A few weeks ago I attended a LinkedIn customer event in Sydney and literally bumped into a famous Australian athlete. His name is Kevin Sheedy. He's a well known former player and coach in the Australian Football League. I immediately shook his hand and told him he gave a great speech, expecting him to quickly move on to other fans. He had spoken at the event earlier in the day to a large crowd and based off of the crowd's enthusiastic reaction, there were a lot of people eager to say hello and take a selfie with him. He did not move on quickly though. In fact, we chatted for over 30 minutes. When we finally parted ways, I felt like million bucks. As I look back on our conversation there were several thing that he did to make me, an American who knew nothing about the sport he has committed his life to, feel like a million bucks. While we don't all possess the natural charisma that Kevin has, there were some basic things he did that can help anyone engage a stranger in a conversation that will leave them feeling uplifted.
Shortly after I introduced myself, he started peppering me with
questions about my life. He took a sincere interest in me as person. He
asked where I was from, what I did for a living, how I liked Australia.
Bring energy to the conversation.
It had been a long day. I was tired, but Kevin's energy was contagious.
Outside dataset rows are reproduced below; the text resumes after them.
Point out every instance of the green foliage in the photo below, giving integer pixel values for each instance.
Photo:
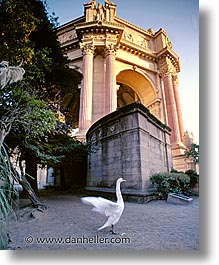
(194, 177)
(193, 153)
(170, 182)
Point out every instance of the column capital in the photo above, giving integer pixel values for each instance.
(110, 49)
(87, 48)
(175, 79)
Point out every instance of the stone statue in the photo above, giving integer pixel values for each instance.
(10, 74)
(100, 12)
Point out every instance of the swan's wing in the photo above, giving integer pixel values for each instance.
(100, 205)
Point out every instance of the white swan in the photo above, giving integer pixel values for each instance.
(113, 210)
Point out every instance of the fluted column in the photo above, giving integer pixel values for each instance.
(111, 93)
(171, 108)
(85, 113)
(178, 105)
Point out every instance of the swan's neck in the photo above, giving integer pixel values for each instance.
(118, 193)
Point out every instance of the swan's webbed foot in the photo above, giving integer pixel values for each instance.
(111, 230)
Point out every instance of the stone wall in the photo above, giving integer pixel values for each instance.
(129, 143)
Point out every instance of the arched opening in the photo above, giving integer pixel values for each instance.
(125, 95)
(135, 86)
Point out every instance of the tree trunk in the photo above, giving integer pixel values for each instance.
(28, 190)
(31, 170)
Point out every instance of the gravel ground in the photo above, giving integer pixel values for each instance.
(69, 224)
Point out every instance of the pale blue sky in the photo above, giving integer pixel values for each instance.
(180, 19)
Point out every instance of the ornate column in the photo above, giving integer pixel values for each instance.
(178, 105)
(171, 108)
(111, 93)
(85, 113)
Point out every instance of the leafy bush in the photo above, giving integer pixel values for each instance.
(194, 177)
(170, 182)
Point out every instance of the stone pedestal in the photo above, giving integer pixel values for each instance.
(129, 143)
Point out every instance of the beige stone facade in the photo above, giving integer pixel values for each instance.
(122, 63)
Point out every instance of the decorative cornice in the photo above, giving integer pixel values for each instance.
(87, 48)
(110, 49)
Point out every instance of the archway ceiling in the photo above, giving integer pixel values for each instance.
(139, 84)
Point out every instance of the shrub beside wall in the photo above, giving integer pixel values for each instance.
(170, 182)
I left the conversation having channeled some of his energy and feeling
ready to take on the rest of the day.
He was so authentic that it made me feel very comfortable, even though
at first, I was very flustered to be speaking to someone who has
accomplished so much.
Answer each question with sincerity.
He treated each question I asked the same, even the really ignorant
ones. I even asked him if played or just coached. Turns out he has
played or coached in over 929 games, he's even in the Hall of Fame. He
did not act annoyed or insulted, he just answered with an enthusiastic,
"yes, I played too."
Each time we meet a stranger, we have an opportunity to have an impact
on that person and leave them feeling uplifted. I hope this experience
gives you a few ideas how you can do that, because what Kevin taught me
that day in a 30 minute conversation is not a lesson I will soon forget.